Our results showed that five E. coli isolates were resistant to ten or more antimicrobials, implying that MDR E. coli may pose serious health risks for captive giant pandas. Compared to the 88 E. coli strains from giant pandas in Bifengxia, China [20], in our study the antimicrobial resistance range of the isolates was wider and the prevalence of resistance to amoxicillin was higher. However, the prevalence of resistances to six antimicrobials were lower than an earlier study on giant pandas from Wolong and Dujiangyan, the China Conservation and Research Center for Giant Panda [22], possibly partly due to the controlled use of antimicrobials [32]. In addition, the variation in antimicrobial resistance profiles at different times and sites may result from giant pandas obtaining antimicrobial-resistant bacteria via contacts with feeders, feeding environment or tourists that violate the feeding regulations of the zoos [32,33,34], thus increasing the risks of cross-infection and exposure to pathogens and ARGs through the digestive tract.
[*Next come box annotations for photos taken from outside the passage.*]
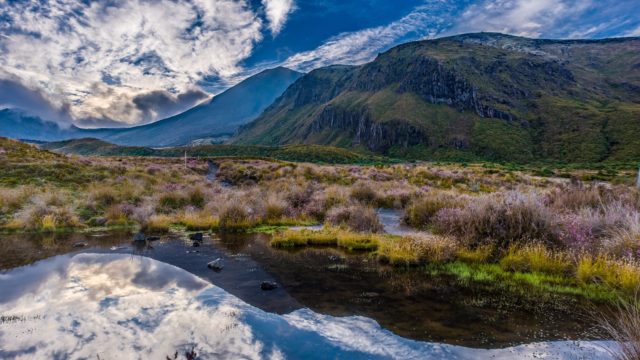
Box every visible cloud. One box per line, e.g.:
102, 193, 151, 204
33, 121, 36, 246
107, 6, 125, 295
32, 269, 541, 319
446, 0, 637, 38
0, 0, 264, 124
283, 1, 451, 71
262, 0, 295, 36
133, 89, 209, 121
0, 79, 71, 125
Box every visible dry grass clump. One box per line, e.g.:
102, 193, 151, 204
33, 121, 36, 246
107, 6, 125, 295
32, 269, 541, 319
596, 291, 640, 360
271, 228, 381, 250
140, 214, 173, 233
576, 255, 640, 294
402, 192, 464, 229
8, 195, 80, 231
377, 234, 459, 266
326, 205, 383, 233
456, 244, 495, 264
218, 201, 255, 232
0, 186, 33, 215
351, 181, 378, 205
433, 192, 557, 250
500, 244, 572, 275
178, 211, 220, 231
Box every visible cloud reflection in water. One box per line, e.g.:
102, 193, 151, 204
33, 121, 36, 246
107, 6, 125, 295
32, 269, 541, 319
0, 254, 608, 359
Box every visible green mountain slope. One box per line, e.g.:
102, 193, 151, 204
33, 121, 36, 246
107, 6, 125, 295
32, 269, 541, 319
43, 138, 392, 164
0, 67, 302, 146
234, 33, 640, 162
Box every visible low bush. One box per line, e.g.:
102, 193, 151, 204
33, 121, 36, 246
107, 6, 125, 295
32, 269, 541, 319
433, 192, 558, 250
500, 244, 572, 275
402, 193, 462, 229
351, 182, 378, 205
326, 205, 383, 233
377, 235, 458, 266
576, 255, 640, 294
218, 201, 255, 232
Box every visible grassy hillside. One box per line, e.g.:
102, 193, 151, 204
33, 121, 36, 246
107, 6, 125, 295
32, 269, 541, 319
41, 139, 390, 164
235, 33, 640, 163
0, 137, 112, 187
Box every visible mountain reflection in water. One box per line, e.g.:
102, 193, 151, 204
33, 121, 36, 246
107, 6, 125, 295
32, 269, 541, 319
0, 254, 608, 359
Enterobacter spp. that are opportunistic pathogens in humans, fish and other animals [35,36,37,38] have been found in the intestines of giant pandas [8, 39]. However, to our knowledge their resistance to antimicrobials has not been investigated. Compared to our E. coli isolates, the rates of resistance to ampicillin and amoxicillin were higher among the Enterobacter spp. isolates. Enterobacter spp. carry resistance genes that promote the MDR phenotype [40,41,42,43], it could be due to their ability to acquire numerous genetic mobile elements containing resistance genes [44], making them a potential problem for giant pandas. Unlike the Enterobacter spp. strains from humans and companion animals [45, 46], the giant panda Enterobacter spp. isolates were not resistant to ciprofloxacin, indicating that quinolone antimicrobials may remain effective in treating Enterobacter infections [47].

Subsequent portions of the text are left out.